Mixture Models with heterogeneous mixtures

Hi, I found on the Stan manual, the code to implemente the following model:

y \sim \lambda_1 N(\mu_1, \sigma) + ... + \lambda_K N(\mu_K, \sigma)

I would like to instead implement a mixture model of K distributions, where not all observations come from all K distributions. Let’s say that the distributions represent K features of y, but none of the y's are observed with all of them, but I still want to extrapolate the pooled evidence.

Let’s say that I have a matrix P, such that P_{i,j} = 1 if y_i has feature j and P_{i,j} =0 otherwise, I would like to estimate the following model:


y_n \sim \frac{P_{n,1}}{\sum \limits_{k=1}^K P_{n,k}} \lambda_1 N(\mu_1, \sigma) + ... + \frac{P_{n,K}}{\sum \limits_{k=1}^K P_{n,k}} \lambda_K N(\mu_K, \sigma)

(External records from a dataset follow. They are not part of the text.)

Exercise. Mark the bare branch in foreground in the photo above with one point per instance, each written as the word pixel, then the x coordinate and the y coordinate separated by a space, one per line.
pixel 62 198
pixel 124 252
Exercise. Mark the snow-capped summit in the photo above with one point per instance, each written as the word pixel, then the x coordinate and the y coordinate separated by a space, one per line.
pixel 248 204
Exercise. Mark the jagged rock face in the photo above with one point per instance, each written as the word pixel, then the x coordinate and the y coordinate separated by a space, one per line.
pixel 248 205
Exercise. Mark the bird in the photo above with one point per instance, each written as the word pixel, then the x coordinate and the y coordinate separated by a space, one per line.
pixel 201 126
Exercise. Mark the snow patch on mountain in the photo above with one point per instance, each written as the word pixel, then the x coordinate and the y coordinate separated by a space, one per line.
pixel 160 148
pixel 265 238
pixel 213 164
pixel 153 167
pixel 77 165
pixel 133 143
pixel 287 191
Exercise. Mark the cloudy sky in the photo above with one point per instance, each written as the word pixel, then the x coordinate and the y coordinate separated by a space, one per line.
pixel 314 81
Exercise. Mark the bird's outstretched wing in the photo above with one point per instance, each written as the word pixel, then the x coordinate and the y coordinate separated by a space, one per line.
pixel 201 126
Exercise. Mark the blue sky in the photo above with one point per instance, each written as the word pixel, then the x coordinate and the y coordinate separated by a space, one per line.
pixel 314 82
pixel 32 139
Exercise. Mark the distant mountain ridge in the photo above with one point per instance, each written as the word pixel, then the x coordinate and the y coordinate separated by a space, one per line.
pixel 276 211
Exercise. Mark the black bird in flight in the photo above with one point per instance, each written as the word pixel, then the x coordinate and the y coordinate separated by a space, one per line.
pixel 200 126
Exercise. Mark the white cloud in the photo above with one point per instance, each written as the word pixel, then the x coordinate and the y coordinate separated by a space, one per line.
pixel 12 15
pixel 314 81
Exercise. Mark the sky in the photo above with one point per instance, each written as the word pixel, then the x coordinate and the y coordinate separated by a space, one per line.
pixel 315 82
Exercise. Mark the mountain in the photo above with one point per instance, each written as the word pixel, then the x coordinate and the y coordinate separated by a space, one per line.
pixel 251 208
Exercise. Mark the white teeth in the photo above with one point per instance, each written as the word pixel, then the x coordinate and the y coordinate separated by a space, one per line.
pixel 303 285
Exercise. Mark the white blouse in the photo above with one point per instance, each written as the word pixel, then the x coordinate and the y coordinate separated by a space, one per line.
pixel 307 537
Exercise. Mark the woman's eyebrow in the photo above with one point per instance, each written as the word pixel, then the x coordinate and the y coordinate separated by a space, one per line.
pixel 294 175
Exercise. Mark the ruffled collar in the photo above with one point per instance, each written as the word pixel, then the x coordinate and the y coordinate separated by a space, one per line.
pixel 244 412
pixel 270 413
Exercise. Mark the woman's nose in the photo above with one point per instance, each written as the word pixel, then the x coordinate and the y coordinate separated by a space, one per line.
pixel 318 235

So I give weight 0 to the feature’s distribution if it is not present for y_n and renormalize the weights to sum to 1. I tried the following code, but it does not work, I suspect it is just my poor coding.

model {
  for (n in 1:N) { 
    real C = col(P,n)' * lambda;           // normalizing constant
    vector[K] lps;  
    for (k in 1:K){
      lps[k] = log((lambda[k]*P[k,n])/C);
      lps[k] += normal_lpdf(y[n] | mu[k], sigma);
     }
    target += log_sum_exp(lps);
  }

Is there a way to implement this on Stan? Or do you suggest any other modelling alternatives?

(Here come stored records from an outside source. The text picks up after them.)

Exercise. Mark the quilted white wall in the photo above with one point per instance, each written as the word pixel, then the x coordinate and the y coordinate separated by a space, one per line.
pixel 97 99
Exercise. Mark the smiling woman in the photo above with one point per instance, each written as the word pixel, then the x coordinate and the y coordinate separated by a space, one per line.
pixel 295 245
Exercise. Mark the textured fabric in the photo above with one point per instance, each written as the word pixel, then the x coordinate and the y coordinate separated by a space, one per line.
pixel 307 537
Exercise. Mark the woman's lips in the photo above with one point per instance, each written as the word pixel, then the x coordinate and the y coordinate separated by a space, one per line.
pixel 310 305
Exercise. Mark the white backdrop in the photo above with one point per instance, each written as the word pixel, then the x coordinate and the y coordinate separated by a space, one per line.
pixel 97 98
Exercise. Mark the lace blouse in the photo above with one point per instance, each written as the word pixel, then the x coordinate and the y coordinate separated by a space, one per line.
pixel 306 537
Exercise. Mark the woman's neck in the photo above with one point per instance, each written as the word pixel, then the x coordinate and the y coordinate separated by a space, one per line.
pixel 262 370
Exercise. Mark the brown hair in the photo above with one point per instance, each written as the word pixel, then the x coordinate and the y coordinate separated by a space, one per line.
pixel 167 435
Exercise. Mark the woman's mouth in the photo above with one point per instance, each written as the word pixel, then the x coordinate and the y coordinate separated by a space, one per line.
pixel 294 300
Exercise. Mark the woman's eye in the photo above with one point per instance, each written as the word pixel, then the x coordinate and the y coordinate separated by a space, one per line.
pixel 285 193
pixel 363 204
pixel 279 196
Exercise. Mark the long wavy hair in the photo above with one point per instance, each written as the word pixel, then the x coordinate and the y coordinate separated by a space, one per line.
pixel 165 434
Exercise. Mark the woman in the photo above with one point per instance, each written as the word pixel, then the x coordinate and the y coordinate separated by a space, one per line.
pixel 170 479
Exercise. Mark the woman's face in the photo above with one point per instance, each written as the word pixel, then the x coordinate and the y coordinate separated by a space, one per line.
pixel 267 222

Thanks in advance for the help.


If I understand correctly, you are trying to condition the distribution that increments the model on the presence or absence of some feature of the data. Have you considered nesting a conditional statment in your for loop?

model {
  for (n in 1:N) { 
    real C = col(P,n)' * lambda;
    vector[K] lps;  
    for (k in 1:K){
      if (condition) {

      } else {

      }
    }
    target += log_sum_exp(lps);
  }

Hi, thanks for your answer. I did, this is my code

transformed parameters{
  matrix[K,N] lambda_t;
   for (n in 1:N){ 
     real C = col(P,n)' * lambda; // normalizing constant
     for (k in 1:K){
      if (P[k,n] == 0)
        lambda_t[k,n] = 1;
      else
        lambda_t[k,n] = (lambda[k]*P[k,n])/C;
     }
   }
}

model {
 y ~ normal(theta, sigma_y);

  for (n in 1:N) { 
    vector[K[n]] lps = log(col(lambda_t_2, n));  
    for (k in 1:K){
      if (P[k,n] == 0)
        lps[k] += 0;
      else
        lps[k] += normal_lpdf(y[n] | mu[k], sigma);
     }
    target += log_sum_exp(lps);
  }

But it doesn’t really work unfortunately as exp(0)=1, while I would like to have exp(-infinity)=0, which I cannot do on Stan from what I tried unfortunately.

I also tried this:

model {
 y ~ normal(theta, sigma_y);

  for (n in 1:N) { 
    vector[K] lps = log(col(lambda_t, n));  
    for (k in 1:K){
      if (P[k,n] == 0)
        lps[k] += negative_infinity();
      else
        lps[k] += normal_lpdf(y[n] | mu[k], sigma);
     }
    target += log_sum_exp(lps);
  }

Using negative_infinity() but it does not work unfortunately.